As, indeed, can be any kind of painterly illustration. As Tim Kreider pointed out in a recent article in The New Yorker, 'children’s books, Y.A. literature, and genre fiction still have license to beguile their readers with gorgeous cover illustrations, but mature readers aren’t supposed to require such enticements. For serious literature to pander to us with cosmetic allurements would be somehow tacky, uncool.'
Kreider has some very smart things to say about what makes a good cover, and why so many covers look the same, and why the new minimalism is not always a good thing. He's a cartoonist, so his insights on cover design come from a different, sharper angle than those of most authors. He also celebrates the covers of science-fiction novels he read as a teenager, and his examples are good ones. So it's unfortunate that they're labelled (perhaps not by Kreider - I certainly hope not) as 'silly book covers'. There were, and still are, plenty of terrible genre covers thrown together in haste with little skill or attention. But while the psychedelia of, say a Richard Powers' cover from the 1970s may be quaint, it isn't silly. It's the kind of thing that was, as Kreider points out, designed to wow. The problem is that not everyone wants to be wowed:
For serious literature to pander to us with cosmetic allurements would be somehow tacky, uncool. The more important a book is, the less likely there is to be anything at all on its cover (look at most editions of “Ulysses”). Even the ancient equivalents of summer blockbusters like Homer and “Beowulf” or the sex romps and gorefests of Shakespeare tend to get stodgy public-domain paintings on their covers. There are actual marketing hazards to making your book look too enjoyable—I wrote sixty-thousand-some words of prose, but because I threw in half a dozen cartoons and put a funny drawing on the cover, my would-be literary essays often get shelved in Graphic Novels or Humor.In UK SFF publishing, there are ongoing attempts at cross-over appeal with some titles, deploying bold graphics, reissuing classics in plainer covers, and so on. Gollancz have just produced a terrific example for Simon Ings' new novel, for instance. But most genre novels still have some kind of painterly representational element because that's what twangs the pleasure centres of genre fans. And novels set in space often still have spaceships on their covers, even if they're mostly about other things. And while they're no longer as boldly monolithic as those examples from 1970s British paperbacks I posted recently while they may be reduced to graphics, as in The Quiet War cover above, or depicted with delicate realism, as in the paperback cover of Al Reynolds' Blue Remembered Earth, they're still spaceships, with all that entails.

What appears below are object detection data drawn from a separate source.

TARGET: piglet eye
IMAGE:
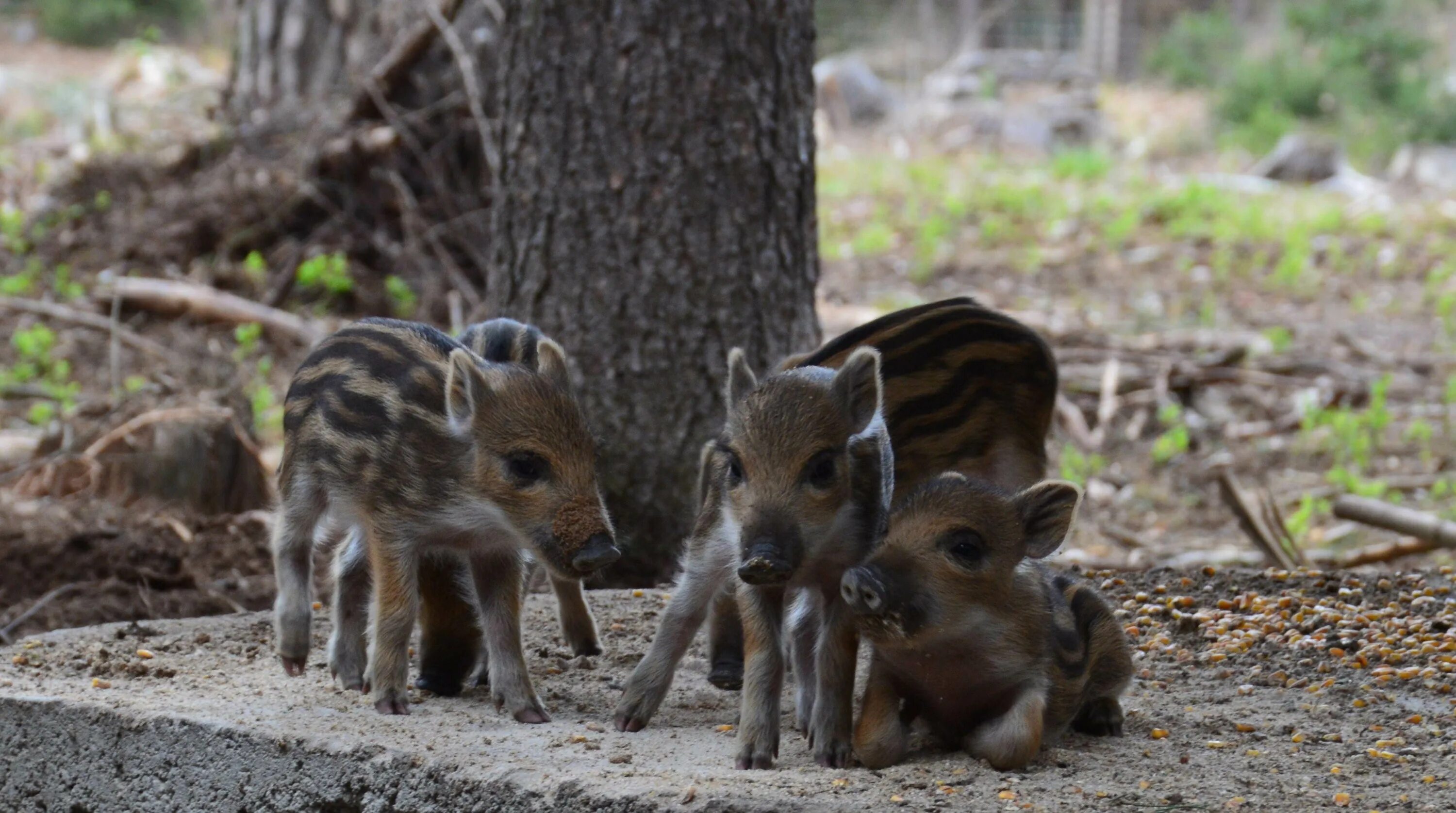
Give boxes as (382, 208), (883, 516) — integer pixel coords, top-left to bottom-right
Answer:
(942, 531), (986, 566)
(505, 452), (550, 486)
(804, 451), (836, 488)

That the kind of imaginative literature that builds on the great collective triumphs of science can be judged and dismissed because of its covers is a great shame. Not only because (of course) I want my books to be read as widely as possible, but also because it's kind of sad that here in the strange and unpredictable maelstrom of the twenty-first century people cling to the straight realism of modernism like ship-wrecked sailors, as if it is still the only way by which we can make sense of the world and the capabilities of the human mind.